今日は雨。昨日は長い一日。午後、雨の中うごきだし、本当にひさびさ「ギンレイ」で「映画 夜空はいつでも最高密度の青色だ」(石井「舟を編む」裕也監督)を見る。おもしろい映画だった。川本三郎さんが褒めてらして、これは、とでかけたのであった。主演の石橋静河は、初めて見る女優だったが、そうか石橋凌原田美枝子の次女か。池松壮亮(片目を失明の日雇い労働者という役)は、「横道世之介」で、おもしろい演技をする役者だなあ、と思っていた。夜の渋谷周辺の街がよく映る。歩道橋もよく出てくる。自転車と歩きでの移動だ。地下鉄での移動も、たしかなかったと思う。このラインの青春映画では欠かせないセックスシーンもない。不思議なタイトルは、注目の現代詩人・最果(さいはて)タヒの詩集による。
「サン毎」で本えらび。同じフロアに「エコノミスト」編集部があり、この春で退職するHくんに挨拶。代わりに入った、同じくHくんは知り合い。もう詰めて、仕事をしていた。地下鉄で移動。麻布十番の酒場「十番」で待ち合わせ。脳天くん、散歩堂さん、金丸姐さんと、退院した散歩堂さんの快気祝い、および、9時半スタートという「マイ・ラスト・ソング」(TOKYO Billboard)まで、時間つぶしをする。散歩堂さん、杖をついているが、普通に早く歩ける。この日がアルコール解禁。落語に詳しいメンバーなので、自然、落語の話に。「志ん生」襲名の噂あり、の報に大いに驚く。

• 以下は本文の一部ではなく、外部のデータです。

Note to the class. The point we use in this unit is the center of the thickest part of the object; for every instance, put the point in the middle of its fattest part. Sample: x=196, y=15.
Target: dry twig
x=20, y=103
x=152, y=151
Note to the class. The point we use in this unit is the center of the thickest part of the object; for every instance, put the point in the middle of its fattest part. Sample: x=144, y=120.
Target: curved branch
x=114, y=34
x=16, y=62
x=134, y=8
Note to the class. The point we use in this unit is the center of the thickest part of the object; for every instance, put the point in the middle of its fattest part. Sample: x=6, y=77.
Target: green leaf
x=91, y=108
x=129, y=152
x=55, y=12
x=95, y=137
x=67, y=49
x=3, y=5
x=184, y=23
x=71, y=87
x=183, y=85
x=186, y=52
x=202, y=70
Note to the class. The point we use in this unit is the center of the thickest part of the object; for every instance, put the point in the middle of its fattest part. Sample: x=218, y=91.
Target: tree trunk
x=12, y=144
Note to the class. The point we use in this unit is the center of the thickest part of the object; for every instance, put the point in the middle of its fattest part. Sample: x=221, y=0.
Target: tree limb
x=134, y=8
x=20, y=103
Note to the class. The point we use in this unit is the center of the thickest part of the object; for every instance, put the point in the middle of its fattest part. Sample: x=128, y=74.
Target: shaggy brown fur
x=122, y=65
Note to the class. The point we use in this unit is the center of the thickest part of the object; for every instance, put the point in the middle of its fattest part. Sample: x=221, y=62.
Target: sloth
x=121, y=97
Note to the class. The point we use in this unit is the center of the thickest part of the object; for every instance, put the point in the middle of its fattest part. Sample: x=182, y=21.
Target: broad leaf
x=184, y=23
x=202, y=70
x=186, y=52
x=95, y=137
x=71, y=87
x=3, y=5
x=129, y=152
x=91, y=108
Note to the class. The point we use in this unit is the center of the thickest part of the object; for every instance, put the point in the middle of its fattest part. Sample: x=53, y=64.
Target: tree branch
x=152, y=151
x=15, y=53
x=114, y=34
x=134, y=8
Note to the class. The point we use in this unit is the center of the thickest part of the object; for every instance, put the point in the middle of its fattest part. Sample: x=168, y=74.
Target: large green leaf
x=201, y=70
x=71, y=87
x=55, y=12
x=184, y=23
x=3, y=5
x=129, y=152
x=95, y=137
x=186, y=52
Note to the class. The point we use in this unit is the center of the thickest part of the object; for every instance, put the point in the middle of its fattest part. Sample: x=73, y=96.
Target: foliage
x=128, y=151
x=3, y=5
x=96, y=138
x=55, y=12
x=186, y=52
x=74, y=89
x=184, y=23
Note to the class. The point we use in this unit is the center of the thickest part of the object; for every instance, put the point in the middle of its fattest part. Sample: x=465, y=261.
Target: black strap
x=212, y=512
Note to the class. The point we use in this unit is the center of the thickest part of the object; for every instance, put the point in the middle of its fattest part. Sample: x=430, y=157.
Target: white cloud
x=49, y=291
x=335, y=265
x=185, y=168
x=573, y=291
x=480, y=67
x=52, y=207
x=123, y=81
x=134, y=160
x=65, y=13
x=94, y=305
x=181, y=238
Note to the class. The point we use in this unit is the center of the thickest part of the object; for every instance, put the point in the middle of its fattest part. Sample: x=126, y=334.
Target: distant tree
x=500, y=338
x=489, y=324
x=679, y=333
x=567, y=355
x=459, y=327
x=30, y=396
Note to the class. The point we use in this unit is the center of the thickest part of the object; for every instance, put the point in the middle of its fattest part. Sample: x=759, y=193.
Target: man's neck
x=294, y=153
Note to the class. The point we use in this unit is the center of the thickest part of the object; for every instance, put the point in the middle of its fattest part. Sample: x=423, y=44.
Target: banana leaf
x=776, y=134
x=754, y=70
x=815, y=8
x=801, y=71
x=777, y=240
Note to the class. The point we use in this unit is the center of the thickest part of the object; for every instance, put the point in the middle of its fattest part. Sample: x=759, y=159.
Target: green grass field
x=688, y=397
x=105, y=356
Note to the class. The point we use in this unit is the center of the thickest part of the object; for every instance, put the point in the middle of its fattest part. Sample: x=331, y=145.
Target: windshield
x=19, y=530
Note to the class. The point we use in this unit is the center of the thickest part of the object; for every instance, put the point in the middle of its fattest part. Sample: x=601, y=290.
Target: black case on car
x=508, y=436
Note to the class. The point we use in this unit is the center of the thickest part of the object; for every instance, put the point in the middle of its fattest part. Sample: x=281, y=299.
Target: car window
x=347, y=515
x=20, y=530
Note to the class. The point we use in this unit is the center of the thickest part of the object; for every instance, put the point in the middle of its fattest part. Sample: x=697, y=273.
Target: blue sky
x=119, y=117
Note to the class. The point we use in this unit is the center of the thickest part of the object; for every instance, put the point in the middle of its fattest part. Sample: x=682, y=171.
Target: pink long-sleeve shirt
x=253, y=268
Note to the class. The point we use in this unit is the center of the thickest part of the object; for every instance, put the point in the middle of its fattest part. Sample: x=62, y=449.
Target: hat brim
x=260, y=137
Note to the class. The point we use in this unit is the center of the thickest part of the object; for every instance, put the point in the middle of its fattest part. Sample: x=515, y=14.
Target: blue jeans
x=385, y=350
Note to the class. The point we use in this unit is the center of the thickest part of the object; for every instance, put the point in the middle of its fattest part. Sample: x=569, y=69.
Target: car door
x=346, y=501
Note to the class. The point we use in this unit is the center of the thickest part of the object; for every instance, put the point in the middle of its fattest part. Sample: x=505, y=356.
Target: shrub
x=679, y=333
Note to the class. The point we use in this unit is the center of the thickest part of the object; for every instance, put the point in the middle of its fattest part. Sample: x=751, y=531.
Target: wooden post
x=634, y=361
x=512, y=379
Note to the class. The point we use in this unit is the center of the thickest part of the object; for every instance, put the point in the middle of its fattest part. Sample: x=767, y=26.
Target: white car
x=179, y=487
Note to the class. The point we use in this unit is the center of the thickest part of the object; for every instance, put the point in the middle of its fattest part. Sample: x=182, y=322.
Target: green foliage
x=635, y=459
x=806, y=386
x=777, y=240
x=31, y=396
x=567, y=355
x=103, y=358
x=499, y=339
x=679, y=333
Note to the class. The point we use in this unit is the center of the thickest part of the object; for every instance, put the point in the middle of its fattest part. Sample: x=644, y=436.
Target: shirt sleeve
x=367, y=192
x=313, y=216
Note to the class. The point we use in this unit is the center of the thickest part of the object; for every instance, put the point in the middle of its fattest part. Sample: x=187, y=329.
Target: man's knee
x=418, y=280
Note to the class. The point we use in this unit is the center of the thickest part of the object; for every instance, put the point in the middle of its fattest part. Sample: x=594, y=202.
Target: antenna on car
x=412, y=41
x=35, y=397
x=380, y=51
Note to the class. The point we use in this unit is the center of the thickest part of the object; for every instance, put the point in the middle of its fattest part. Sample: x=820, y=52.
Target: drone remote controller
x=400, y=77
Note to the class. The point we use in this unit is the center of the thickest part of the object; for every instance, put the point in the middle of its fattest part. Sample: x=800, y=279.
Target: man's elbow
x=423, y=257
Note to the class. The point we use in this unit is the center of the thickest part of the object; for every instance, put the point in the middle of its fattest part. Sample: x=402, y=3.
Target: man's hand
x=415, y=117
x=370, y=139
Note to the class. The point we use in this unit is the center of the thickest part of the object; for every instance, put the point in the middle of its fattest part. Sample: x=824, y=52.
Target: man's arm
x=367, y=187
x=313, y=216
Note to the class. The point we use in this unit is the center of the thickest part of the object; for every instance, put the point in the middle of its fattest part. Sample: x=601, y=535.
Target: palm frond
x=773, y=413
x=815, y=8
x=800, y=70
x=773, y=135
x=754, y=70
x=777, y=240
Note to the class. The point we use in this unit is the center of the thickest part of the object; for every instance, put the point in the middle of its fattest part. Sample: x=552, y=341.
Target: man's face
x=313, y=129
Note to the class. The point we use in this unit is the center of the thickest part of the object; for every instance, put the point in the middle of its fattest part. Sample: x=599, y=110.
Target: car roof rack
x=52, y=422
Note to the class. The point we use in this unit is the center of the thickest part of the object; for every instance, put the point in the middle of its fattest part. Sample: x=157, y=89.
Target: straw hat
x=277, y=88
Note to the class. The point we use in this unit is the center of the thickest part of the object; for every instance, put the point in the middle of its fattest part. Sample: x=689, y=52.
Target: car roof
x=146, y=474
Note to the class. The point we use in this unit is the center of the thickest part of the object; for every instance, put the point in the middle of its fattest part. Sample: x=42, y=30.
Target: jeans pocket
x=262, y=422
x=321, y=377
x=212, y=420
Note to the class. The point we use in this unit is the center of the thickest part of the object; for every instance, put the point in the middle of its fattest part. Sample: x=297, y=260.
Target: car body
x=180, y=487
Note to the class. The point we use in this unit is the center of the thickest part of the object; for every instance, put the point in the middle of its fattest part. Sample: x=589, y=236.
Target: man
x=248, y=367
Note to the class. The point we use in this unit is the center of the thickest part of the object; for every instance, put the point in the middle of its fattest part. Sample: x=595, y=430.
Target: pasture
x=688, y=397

「マイ・ラスト・ソング」は、亡き久世光彦の同名エッセイシリーズから、文章を小泉今日子が朗読して、選んだ歌を浜田真理子がピアノで歌うという趣向のライブで、一昨年も三越劇場で、同じ四人組で見た。麻布十番から外苑東通りへ出て、大きくカーブ、芋洗坂をえっちらおっちら上っていく。いつも見慣れたのとは違う風景の東京。六本木交差点アマンドの前を渡り、東京ミッドタウンという、伏魔殿みたいな巨大な商業施設へ。ここはもと歩兵連隊があった場所。この4階に「TOKYO Billboard」がある。ゴージャス。舞台がよく見えるエリアの四人席を朋子さんが押さえてくれて、一人9000円は痛い出費であるが、しかし、この場所、この空間と時間にはお値打ちがある。ワインを一本取って、四人で飲みながら、楽しい時間を過ごす。浜田真理子の歌唱した歌を書いておこう
赤い風船、林檎殺人事件、月の砂漠、雲にのりたい、一本のえんぴつ、爪、ひとりじゃないの、あの鐘を鳴らすのはあなた、時の過ぎゆくままに、君をのせて。アンコールで二曲。UFO、街の灯り。以上12曲。最後、ステージ背後のカーテンが開き、夜の六本木のビル街の夜景を一望する演出。
日付が変わり、最寄り駅から長蛇の列に並んでタクシーで帰還。並んでいる後ろに、ぐでんぐでんの老人三人組がふらふらしながら大きな声で喋っている。「うちへ泊まれ」とか「明日はゴルフだ」などと。どれだけ飲めば、あんなにぐでんぐでんになれるのか。